Alternative names for the certificate:
Non critique
Nom DNS: 911networks.com
Nom DNS: ethelbert.911networks.com
Nom DNS: ethelbert.sritch.com
Nom DNS: mail.911networks.com
Nom DNS: mail.sritch.com
Nom DNS: www.sritch.com

Try to use a TEST cerficate (so you will not overun the 5/7 limit) and add a www.ethelbert.911networks.com in the file /etc/dehydrated/domains.txt

I will also check the definition of domain ethelbert.911networks.com in Server Manager of both servers. How did ethelbert.911networks.com answered the challenge? There is a redirection somewhere because he is local?

My 2 cents

Michel-Andeé

[Stefano]

michelandre, seeing the modSSL setup I'd guess that ElFroggio is using smeserver-letsencrypt contrib, not the dehydrated script alone..

using the domains.txt file, AFAIK, will result in many certs, one for each domain (and its hosts)

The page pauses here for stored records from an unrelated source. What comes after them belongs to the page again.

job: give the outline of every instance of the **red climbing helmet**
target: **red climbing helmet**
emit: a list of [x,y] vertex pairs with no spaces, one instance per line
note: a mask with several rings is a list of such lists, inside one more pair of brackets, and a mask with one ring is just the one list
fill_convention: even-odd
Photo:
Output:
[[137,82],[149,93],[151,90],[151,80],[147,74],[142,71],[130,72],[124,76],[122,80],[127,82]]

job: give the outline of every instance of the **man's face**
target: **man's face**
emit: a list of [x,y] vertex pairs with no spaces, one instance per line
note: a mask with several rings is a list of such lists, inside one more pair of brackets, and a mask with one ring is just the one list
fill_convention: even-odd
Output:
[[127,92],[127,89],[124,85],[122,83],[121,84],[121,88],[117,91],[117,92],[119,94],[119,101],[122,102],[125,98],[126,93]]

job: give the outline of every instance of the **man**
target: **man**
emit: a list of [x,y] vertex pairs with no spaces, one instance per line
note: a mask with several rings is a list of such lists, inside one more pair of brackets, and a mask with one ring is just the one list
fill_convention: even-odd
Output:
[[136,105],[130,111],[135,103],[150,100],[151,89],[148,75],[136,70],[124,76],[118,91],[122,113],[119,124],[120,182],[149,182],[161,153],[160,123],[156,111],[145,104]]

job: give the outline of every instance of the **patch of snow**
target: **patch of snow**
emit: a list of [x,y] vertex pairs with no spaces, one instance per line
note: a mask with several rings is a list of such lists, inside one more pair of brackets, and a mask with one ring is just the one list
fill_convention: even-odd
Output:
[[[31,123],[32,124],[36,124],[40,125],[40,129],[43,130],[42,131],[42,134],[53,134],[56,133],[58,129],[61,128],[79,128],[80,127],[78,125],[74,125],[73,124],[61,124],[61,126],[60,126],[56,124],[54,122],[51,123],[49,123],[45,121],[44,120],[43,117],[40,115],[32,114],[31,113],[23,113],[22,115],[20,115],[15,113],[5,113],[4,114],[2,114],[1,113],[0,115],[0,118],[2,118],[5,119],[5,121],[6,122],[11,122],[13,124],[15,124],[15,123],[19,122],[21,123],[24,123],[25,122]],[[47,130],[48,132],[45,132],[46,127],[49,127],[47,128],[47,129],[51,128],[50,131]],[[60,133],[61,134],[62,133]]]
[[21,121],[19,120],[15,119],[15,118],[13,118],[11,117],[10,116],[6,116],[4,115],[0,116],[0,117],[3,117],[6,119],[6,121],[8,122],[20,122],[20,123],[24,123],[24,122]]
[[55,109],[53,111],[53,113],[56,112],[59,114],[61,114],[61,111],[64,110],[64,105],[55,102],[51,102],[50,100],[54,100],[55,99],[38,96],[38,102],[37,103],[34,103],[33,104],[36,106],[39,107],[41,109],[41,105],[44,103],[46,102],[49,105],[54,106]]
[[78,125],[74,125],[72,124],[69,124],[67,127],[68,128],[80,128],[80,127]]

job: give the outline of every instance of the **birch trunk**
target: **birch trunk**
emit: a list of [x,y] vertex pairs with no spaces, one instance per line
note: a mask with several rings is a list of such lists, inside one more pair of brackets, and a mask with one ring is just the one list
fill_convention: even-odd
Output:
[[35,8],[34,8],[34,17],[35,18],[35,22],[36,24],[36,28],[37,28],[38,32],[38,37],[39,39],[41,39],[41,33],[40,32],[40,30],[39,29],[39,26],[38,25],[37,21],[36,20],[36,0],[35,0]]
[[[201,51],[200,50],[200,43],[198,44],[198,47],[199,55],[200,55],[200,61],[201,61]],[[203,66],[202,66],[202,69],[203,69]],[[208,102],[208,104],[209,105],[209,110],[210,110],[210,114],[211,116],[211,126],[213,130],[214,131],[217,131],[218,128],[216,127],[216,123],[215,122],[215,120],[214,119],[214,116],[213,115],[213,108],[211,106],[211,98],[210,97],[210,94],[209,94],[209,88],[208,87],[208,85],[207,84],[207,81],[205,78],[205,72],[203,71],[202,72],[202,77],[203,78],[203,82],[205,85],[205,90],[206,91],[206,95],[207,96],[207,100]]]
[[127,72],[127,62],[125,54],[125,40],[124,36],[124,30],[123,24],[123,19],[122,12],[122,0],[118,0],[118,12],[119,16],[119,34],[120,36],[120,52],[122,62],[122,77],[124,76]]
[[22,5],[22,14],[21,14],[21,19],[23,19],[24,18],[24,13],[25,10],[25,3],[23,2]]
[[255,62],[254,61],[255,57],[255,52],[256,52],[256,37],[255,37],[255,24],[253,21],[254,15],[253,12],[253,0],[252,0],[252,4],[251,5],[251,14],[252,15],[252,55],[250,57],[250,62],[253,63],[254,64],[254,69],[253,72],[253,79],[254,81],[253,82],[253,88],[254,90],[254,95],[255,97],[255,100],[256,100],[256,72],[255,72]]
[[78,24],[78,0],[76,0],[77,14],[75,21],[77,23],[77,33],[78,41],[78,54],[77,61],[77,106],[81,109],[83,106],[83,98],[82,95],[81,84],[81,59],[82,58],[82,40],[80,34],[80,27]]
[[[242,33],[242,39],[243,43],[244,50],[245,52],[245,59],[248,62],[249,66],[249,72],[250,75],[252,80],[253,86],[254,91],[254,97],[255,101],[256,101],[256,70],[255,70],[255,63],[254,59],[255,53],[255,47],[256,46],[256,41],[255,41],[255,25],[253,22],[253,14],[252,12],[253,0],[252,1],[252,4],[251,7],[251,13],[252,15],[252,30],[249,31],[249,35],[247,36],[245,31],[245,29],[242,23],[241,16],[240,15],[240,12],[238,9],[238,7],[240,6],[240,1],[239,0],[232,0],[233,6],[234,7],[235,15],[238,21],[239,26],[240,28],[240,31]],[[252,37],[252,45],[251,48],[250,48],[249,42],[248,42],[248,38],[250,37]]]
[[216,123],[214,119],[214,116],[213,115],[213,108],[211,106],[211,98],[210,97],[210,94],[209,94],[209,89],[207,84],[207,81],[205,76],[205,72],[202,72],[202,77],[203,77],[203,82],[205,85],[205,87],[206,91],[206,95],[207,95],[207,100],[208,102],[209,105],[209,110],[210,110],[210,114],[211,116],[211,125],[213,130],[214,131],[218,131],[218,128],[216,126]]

so, ElFroggio, please tell us how are you using dehydrated/letsencrypt and hod did you install it

thank you

[michelandre]

Hi Stefano,

I will issue only one certificate if the domains are all in one line only and separated by space. Limit is around 100 domains +/-.
I will issue one certificate for each line if the domains are all on different lines.

I do not know the contrib but my Let's Encrypt client uses the same path as above.

Michel-André

[Stefano]

doh, I learned something new, my bad
thank you

[ElFroggio]

https://www.ethelbert.911networks.com/
WARNING: This site is trying to identify itself with invalid informations. (my translation)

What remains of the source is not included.